# Forum Home Renovation Demolition  removing brick arches from two storey house.

## Ruggy

Fellas. 
We live in a two storey house with brick arches in the front that encloses a small verandah. I am trying to find builders (in Brisbane) who have previously undertaken removal of the same. Also any advice from someone who has knowledge of the same would be appreciated. The idea is to replace the arches with a beam and create a patio. There are 3 double brick arches totalling 5 meters in length. The arches support part of the front external wall.
TA,
Ruggy

----------


## seriph1

Hi and welcome to the forum! You must be feeling somewhat neglected having posted once and been ignored ..... my apologies on behalf of everyone- we are not usually so rude - I have no excuse other than slackness and the C'Wealth Games, which have been wonderful (we are in/near Melbourne) 
Could you please take a pic of the arches and include what is above them, so I can get an idea as to how much weight they are bearing - as you said, it is a two storey home, but I can't really see much in that one pic. Also, please let me know if there is steel reinforcing in the arches - it should either be visible or covered with mortar/render. Finally, what is it that you're trying to achieve with this demolition? Is it a change of look for the front of them home? 
Again, apologies for not having gotten in touch sooner - we are not usually so rude!   :Biggrin:  :Biggrin:  :Biggrin:  :Biggrin:  :Biggrin:  :Biggrin:  
Above all, have fun!

----------


## ozwinner

The reason I didnt reply was.................... 
If Ruggy takes my advice, and the thing falls down, hell prolly blame me.
So I didnt reply. 
I wasnt being rude.
I couldnt see anyone giving advise without actualy seeing the thing in person. 
Al  :Smilie:

----------


## seriph1

certainly NOT a job for the feint hearted!

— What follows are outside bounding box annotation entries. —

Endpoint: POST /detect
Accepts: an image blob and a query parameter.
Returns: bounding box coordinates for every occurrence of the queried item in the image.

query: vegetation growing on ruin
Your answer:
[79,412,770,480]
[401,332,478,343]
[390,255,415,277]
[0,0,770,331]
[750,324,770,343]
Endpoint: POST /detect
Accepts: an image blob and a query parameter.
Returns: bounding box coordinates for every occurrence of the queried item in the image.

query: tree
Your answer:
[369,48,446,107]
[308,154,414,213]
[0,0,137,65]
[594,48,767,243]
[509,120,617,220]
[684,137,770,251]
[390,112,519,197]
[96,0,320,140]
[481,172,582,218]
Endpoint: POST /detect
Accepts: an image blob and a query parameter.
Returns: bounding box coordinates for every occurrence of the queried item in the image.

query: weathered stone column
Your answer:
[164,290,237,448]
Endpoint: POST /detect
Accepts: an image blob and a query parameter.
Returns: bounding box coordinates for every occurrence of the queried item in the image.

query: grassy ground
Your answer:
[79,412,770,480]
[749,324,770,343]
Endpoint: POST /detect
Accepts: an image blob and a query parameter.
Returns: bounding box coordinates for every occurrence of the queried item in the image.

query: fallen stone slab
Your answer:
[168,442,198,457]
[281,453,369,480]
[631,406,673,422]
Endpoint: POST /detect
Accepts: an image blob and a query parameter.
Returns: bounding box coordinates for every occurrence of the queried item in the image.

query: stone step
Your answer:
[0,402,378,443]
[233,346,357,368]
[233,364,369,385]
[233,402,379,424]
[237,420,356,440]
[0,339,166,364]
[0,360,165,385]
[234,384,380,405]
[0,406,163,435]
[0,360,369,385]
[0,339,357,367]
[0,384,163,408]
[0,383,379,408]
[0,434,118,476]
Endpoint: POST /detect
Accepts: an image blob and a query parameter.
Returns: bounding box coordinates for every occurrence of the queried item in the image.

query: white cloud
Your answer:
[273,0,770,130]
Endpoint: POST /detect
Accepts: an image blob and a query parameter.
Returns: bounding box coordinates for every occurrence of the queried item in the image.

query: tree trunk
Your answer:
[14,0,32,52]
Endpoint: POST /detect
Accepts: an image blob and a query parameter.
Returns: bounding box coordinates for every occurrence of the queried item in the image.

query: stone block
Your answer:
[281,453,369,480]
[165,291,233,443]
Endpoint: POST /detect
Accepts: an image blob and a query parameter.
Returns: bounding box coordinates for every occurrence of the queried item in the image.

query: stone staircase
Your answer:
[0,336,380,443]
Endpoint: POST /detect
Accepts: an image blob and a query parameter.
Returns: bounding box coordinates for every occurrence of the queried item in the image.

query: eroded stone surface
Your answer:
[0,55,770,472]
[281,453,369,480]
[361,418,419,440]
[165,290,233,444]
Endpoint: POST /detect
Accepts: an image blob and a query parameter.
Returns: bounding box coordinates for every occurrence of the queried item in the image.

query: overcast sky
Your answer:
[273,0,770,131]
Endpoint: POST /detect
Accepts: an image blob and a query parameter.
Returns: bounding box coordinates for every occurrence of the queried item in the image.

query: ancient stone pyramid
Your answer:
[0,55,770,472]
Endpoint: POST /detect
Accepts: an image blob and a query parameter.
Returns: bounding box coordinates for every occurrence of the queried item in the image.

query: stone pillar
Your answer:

But it depends on what's there...... if it is a verandah only and the second storey is stepped back to the innner wall then I may be relatively straightforward, with professional help! It is certainly likely to be something that only a builder should tackle, to do legally and safely.......... which of course is how I have always done everything in my life!   :Biggrin:  :Biggrin:  :Biggrin:  :Biggrin:  :Biggrin:  :Biggrin:  :Biggrin:  :Biggrin:  :Biggrin:  :Biggrin:  :Biggrin:

----------